Paper Mill Books is located in a small city in Michigan’s Upper Peninsula, a sprawling land mass with a small and scattered population of only 300,000 residents - in the entire peninsula. It may not seem like the likeliest place to locate a thriving bookstore, and we definitely had some doubters: after all, aren’t bookstores dying, they all said, and doesn’t everyone buy everything on Amazon these days anyway?
But it’s looking like the doubters were wrong. An indie bookstore may not be a huge profit-turner - at least not without adding the literary lubricants of caffeine and alcohol (in the works) - but the appreciation from the community was instant and intense.
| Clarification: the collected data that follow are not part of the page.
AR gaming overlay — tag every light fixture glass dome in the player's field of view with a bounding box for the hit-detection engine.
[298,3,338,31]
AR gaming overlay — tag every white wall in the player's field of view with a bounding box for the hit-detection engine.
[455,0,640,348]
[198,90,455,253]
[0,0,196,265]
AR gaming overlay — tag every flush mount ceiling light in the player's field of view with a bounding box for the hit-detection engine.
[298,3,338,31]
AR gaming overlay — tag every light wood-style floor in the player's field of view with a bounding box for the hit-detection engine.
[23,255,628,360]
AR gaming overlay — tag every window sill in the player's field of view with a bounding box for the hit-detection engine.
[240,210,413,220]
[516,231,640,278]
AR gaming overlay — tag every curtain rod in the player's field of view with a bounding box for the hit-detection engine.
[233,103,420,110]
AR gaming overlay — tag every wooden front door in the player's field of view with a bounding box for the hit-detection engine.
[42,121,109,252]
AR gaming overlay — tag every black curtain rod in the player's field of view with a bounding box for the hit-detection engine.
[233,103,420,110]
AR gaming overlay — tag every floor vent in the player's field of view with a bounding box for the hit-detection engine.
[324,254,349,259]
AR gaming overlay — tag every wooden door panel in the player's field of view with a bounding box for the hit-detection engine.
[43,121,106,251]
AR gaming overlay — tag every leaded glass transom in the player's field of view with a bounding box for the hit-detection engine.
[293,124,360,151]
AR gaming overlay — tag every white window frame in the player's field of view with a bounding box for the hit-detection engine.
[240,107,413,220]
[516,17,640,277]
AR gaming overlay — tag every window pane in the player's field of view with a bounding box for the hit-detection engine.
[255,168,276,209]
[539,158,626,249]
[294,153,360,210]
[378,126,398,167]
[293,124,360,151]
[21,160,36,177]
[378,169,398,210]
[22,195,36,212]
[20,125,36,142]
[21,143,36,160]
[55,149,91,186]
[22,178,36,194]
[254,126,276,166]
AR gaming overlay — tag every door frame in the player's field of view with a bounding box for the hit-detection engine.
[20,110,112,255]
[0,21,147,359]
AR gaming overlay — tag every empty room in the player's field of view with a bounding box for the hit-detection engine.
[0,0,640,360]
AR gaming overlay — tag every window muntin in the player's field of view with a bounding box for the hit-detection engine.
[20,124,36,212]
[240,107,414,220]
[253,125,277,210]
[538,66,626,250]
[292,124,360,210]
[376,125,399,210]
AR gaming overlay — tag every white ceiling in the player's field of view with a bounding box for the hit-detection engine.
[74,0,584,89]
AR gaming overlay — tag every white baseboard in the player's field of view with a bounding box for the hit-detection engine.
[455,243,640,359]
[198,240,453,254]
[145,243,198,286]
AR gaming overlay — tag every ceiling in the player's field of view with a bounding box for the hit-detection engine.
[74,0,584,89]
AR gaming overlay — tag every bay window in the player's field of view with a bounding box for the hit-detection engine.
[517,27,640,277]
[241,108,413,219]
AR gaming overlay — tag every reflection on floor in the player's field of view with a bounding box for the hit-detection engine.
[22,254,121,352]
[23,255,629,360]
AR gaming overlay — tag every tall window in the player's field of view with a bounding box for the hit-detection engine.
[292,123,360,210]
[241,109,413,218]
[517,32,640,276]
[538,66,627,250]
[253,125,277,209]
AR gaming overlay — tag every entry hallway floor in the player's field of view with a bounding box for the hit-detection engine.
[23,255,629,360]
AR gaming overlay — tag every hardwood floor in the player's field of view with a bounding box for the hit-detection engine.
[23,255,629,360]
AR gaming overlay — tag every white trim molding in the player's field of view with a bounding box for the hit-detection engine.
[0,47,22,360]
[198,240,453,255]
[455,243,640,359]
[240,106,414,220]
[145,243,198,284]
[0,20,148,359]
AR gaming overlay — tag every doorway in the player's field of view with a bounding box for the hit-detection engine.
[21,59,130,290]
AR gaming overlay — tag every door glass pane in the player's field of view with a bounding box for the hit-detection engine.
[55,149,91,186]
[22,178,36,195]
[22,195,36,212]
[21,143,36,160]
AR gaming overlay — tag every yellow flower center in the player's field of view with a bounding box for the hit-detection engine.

People need books, it seems - and they crave an inviting place to discover them and talk about them.
Last week I accepted a publishing offer for my next book. As most books, for most regular (read: not celebrity status) authors go, this one will be a labor of love. Advances for writers like me are typically modest, and there’s no guarantee you’ll ever earn a dime beyond that. And I worked on my proposal for months - even before writing the actual book, which I still have yet to do. To be transparent, a few podcast sponsorships would be a far easier and more lucrative way to spend my time.
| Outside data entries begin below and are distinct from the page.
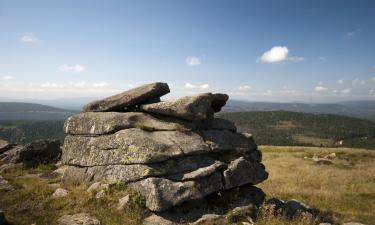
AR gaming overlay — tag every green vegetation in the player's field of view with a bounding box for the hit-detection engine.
[218,111,375,149]
[0,120,64,144]
[0,146,375,225]
[257,146,375,224]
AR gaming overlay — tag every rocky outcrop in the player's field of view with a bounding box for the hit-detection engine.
[62,83,268,212]
[0,139,12,154]
[141,93,228,121]
[0,140,61,166]
[82,83,169,112]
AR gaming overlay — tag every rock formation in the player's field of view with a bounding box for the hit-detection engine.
[62,83,268,212]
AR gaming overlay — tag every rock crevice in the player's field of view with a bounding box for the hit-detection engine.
[62,83,268,212]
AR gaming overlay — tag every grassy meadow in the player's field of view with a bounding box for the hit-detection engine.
[0,146,375,225]
[258,146,375,224]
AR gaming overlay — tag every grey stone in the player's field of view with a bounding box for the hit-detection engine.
[200,130,257,153]
[86,182,100,194]
[0,210,8,225]
[0,139,12,154]
[142,214,178,225]
[190,214,224,225]
[82,83,169,112]
[62,128,210,166]
[141,93,228,121]
[95,190,106,199]
[116,195,130,211]
[166,161,225,181]
[0,175,14,191]
[131,173,223,212]
[64,112,195,135]
[3,140,61,166]
[63,155,217,183]
[57,213,100,225]
[52,188,69,198]
[223,157,268,189]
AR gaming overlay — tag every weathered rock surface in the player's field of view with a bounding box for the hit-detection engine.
[61,83,267,213]
[52,188,69,198]
[63,155,222,183]
[57,213,100,225]
[131,173,223,212]
[82,83,170,112]
[116,195,130,211]
[1,140,61,166]
[64,112,236,135]
[223,157,268,189]
[62,128,210,166]
[0,210,8,225]
[0,139,12,154]
[141,93,228,121]
[0,175,14,191]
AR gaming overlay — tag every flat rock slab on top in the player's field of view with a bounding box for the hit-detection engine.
[82,82,170,112]
[64,112,236,135]
[0,139,12,154]
[141,93,228,121]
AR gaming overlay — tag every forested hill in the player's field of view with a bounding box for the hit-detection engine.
[218,111,375,149]
[223,100,375,121]
[0,102,75,120]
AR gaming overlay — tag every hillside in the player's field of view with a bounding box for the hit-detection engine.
[218,111,375,149]
[0,102,74,120]
[0,120,64,144]
[224,100,375,121]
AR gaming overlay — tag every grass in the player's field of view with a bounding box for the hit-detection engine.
[258,146,375,224]
[0,164,147,225]
[0,146,375,225]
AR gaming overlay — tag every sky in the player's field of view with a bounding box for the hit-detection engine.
[0,0,375,102]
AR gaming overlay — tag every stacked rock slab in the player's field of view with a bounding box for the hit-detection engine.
[62,83,268,212]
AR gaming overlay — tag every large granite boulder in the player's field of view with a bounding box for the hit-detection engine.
[141,93,228,121]
[61,83,268,212]
[0,140,61,166]
[82,83,169,112]
[0,139,12,154]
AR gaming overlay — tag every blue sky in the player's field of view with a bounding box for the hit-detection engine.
[0,0,375,102]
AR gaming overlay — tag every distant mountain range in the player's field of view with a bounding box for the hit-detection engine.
[224,100,375,121]
[0,102,77,120]
[0,98,375,121]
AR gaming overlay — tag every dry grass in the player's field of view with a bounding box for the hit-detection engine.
[0,165,147,225]
[258,146,375,224]
[0,146,375,225]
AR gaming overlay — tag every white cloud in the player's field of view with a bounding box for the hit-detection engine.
[59,64,86,73]
[199,84,210,90]
[287,56,305,62]
[20,32,39,44]
[92,81,109,88]
[314,86,328,92]
[318,56,328,62]
[0,75,15,81]
[257,46,305,63]
[185,56,202,66]
[184,83,210,90]
[185,83,197,89]
[258,46,289,63]
[340,89,352,94]
[344,29,362,40]
[238,85,253,91]
[352,78,366,86]
[73,81,86,87]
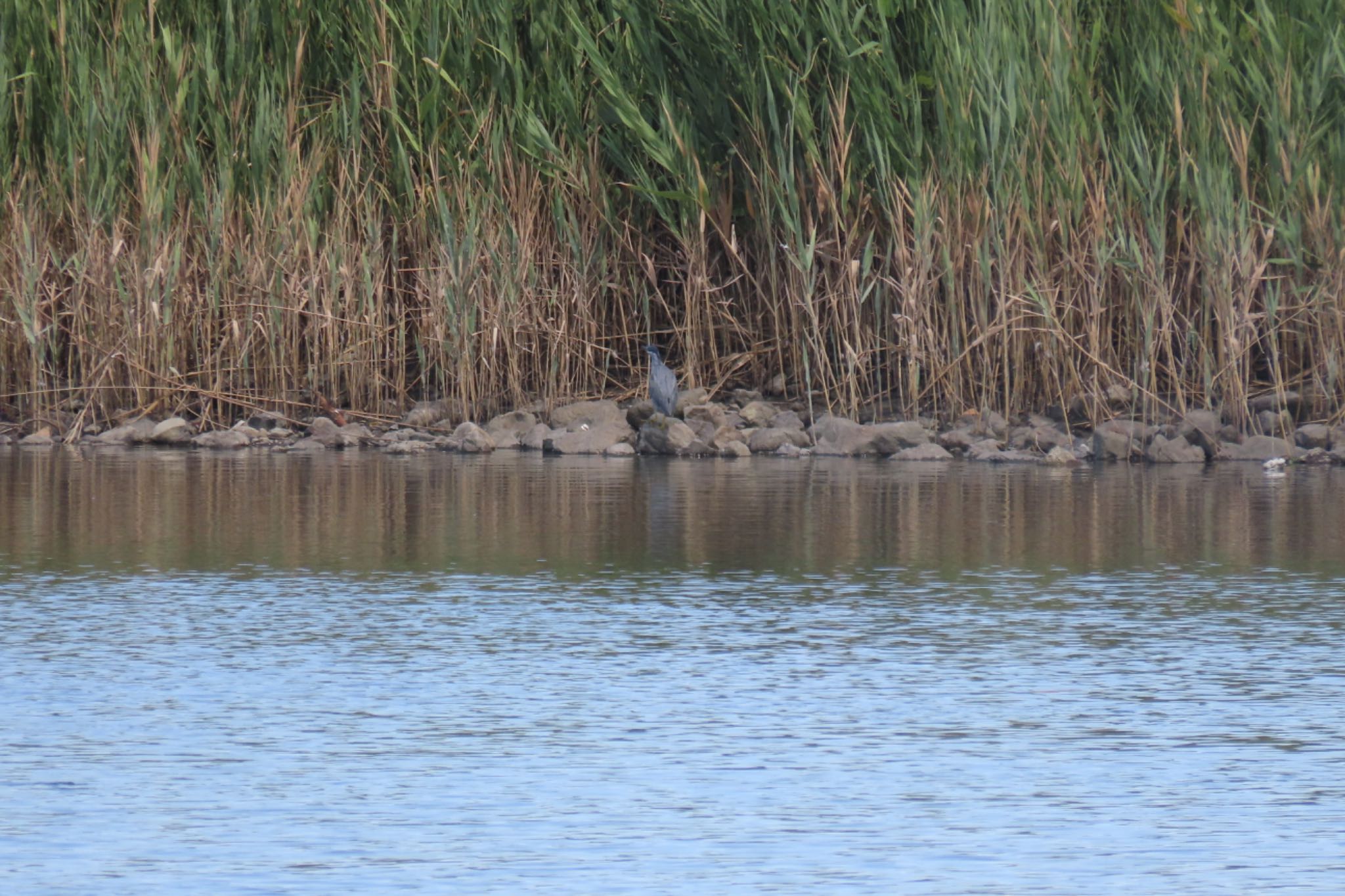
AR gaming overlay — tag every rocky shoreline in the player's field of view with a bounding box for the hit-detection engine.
[0,388,1345,466]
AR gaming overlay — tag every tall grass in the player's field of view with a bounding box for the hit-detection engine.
[0,0,1345,429]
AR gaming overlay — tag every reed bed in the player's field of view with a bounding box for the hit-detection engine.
[0,0,1345,429]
And yet, the allure of publishing a book, one that readers can hold in their hands, is alive for so many writers.
I was discussing the magic of a book with my brother-in-law Eric recently - just what makes it so different, so much more impactful, from the other ways you can read or consume content?
His theory is this: a book asks a lot of a reader. Whether it’s a nonfiction or fiction or memoir; whether it’s about knitting or Greek mythology or time travel, a book asks you to invest in an author’s viewpoint all the way to the end; to hear them all the way out as they argue their point or build their plot or explain how to do the thing.
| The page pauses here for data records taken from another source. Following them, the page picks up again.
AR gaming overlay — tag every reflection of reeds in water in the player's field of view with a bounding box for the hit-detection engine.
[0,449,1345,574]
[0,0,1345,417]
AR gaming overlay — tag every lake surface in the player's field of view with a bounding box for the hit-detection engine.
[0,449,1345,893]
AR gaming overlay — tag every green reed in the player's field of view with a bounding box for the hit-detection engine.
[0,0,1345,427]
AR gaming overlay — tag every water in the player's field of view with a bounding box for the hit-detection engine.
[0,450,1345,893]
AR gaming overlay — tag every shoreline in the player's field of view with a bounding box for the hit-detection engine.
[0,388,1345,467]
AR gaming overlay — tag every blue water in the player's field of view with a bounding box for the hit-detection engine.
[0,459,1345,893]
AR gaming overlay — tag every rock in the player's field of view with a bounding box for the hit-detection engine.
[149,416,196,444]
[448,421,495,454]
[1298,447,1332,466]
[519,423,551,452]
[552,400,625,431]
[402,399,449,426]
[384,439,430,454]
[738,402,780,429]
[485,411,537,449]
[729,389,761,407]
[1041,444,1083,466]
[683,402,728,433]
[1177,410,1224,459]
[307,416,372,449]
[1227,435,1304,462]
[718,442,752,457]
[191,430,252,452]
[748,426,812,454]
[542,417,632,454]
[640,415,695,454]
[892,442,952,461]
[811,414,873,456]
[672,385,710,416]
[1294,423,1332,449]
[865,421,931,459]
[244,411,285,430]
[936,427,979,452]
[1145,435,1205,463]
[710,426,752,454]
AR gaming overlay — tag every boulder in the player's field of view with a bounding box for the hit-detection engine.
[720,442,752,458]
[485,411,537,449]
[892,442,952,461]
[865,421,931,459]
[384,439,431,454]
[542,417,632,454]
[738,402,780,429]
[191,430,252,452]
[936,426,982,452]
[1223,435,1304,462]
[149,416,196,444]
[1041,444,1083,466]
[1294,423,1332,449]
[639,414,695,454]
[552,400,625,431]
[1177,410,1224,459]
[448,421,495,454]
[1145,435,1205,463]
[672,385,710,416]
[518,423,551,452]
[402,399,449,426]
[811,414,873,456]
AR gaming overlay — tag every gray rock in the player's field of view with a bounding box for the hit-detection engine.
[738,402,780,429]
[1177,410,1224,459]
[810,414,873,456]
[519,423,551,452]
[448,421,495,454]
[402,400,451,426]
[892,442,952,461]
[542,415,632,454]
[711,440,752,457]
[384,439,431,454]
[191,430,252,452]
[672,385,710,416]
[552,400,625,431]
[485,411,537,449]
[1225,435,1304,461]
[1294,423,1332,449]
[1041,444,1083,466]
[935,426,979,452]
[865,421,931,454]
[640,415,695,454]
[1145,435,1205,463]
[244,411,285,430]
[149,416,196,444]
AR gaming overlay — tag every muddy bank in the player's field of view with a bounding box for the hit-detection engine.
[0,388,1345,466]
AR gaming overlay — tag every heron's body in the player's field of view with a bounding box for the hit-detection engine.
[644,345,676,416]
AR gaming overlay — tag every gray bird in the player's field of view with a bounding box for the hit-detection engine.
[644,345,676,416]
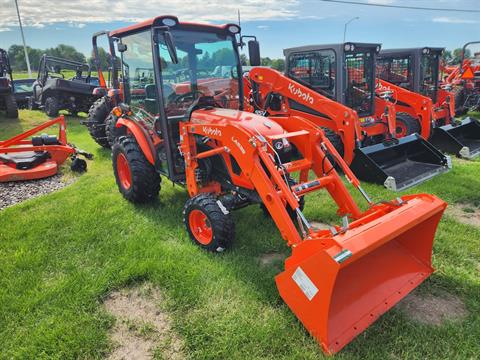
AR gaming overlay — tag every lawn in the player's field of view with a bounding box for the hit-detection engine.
[0,110,480,359]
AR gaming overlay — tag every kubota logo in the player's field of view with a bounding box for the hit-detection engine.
[288,83,314,105]
[232,136,246,155]
[202,126,222,136]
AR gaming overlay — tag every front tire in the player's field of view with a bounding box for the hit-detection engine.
[112,136,161,203]
[5,95,18,119]
[44,97,60,117]
[183,194,235,252]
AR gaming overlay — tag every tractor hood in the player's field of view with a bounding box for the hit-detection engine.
[190,108,285,137]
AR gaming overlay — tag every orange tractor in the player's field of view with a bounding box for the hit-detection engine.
[105,16,446,354]
[377,47,480,159]
[249,43,451,191]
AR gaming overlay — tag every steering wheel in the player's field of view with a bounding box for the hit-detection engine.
[172,90,205,105]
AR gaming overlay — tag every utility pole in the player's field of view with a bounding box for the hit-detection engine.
[343,16,360,42]
[15,0,32,78]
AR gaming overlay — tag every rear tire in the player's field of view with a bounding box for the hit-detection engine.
[44,97,60,117]
[5,95,18,119]
[105,113,126,146]
[112,136,161,203]
[88,96,113,149]
[183,194,235,252]
[395,112,421,138]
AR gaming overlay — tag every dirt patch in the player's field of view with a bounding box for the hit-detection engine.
[105,284,186,360]
[0,174,76,210]
[398,292,468,326]
[446,204,480,227]
[259,252,286,266]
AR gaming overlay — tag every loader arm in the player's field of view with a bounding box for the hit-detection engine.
[249,67,363,164]
[376,78,434,139]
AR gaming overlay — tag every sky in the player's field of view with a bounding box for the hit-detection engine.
[0,0,480,58]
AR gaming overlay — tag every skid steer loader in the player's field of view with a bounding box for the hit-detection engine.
[104,16,446,354]
[377,47,480,159]
[253,43,451,191]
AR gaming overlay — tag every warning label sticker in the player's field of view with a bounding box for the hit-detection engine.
[292,266,318,301]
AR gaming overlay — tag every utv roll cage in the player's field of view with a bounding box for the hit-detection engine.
[0,49,15,91]
[37,54,91,83]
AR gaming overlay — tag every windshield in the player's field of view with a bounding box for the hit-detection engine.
[420,54,439,102]
[345,51,375,116]
[160,30,239,116]
[121,30,239,117]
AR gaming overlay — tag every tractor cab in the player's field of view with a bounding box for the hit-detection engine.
[377,47,445,103]
[109,17,251,181]
[284,43,380,117]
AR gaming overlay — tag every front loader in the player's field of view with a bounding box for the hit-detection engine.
[377,47,480,159]
[249,43,450,191]
[105,16,446,354]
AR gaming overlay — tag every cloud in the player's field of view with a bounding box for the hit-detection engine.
[0,0,300,27]
[367,0,396,5]
[432,16,478,24]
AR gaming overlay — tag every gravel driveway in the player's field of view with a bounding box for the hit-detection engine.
[0,174,75,210]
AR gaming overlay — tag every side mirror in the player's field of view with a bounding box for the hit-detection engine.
[117,43,127,52]
[163,31,178,64]
[248,40,261,66]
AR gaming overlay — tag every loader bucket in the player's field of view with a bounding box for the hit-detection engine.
[275,195,446,354]
[430,117,480,159]
[350,134,451,191]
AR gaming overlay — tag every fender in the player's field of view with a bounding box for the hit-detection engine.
[115,118,157,166]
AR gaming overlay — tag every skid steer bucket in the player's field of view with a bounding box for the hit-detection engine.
[275,194,446,354]
[350,134,451,191]
[430,117,480,159]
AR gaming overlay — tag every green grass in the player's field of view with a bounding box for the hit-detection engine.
[0,110,480,359]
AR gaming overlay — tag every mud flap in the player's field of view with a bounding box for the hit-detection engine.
[430,117,480,159]
[350,134,451,191]
[275,195,446,354]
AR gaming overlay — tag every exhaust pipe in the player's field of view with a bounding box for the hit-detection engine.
[430,117,480,160]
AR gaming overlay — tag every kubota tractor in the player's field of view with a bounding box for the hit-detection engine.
[107,16,446,353]
[0,49,18,119]
[253,43,450,191]
[377,47,480,159]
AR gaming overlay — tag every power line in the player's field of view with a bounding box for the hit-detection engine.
[319,0,480,13]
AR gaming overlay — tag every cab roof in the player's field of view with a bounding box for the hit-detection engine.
[109,15,238,37]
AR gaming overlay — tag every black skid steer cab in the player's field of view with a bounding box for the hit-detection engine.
[28,55,98,117]
[0,49,18,119]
There’s a purity to that commitment, it seems to me; a robustness that just feels different from the skimming, skipping, and scrolling it’s so easy to do on other forms of media. And in a bookstore, there are hundreds or thousands of those fully-formed viewpoints, some of them conflicting, on a vast array of topics and ideas, sitting side by side and asking you to consider them. Really, how wholesome is that?
A bookstore, where readers from widely different backgrounds and viewpoints gather to commit their full attention to works from authors who also come from different backgrounds and viewpoints, may just be the most egalitarian institution we’ve got left in this crowded and confusing, polarized and polarizing world.
As I start working in earnest on my book, I’m thinking a lot about bookstores and their new place in an author’s working life. Publishing has changed a lot in the twelve years since my last book came out - and particularly in the past three years. I know bookstore tours aren’t what they once were, and I expect I’ll face a lot of pressure to push pre-sales on Amazon and lean in hard on my social media audience to sell books, rather than individual signings. I also know from previous experience that even in the best of times, in-person author appearances can often be a lot of work for little reward.
But something is lost, I think, when books are removed from physical spaces, and when authors are removed from the places books and their readers meet. So I’m hoping for a revival of the in-person book tour before my book comes out, in summer of 2025.
Or if that hasn’t happened by then, maybe some fellow authors and I can band together and plan our own tour.
It just so happens, I know of a great spot where we can get started.
Ahh an in person book tour!! I think that would be great. Cheryl Strayed is coming to talk at the local theater just a few blocks from my house and I have never seen an author before so I’m very excited.
I love the idea of in-person book tours!!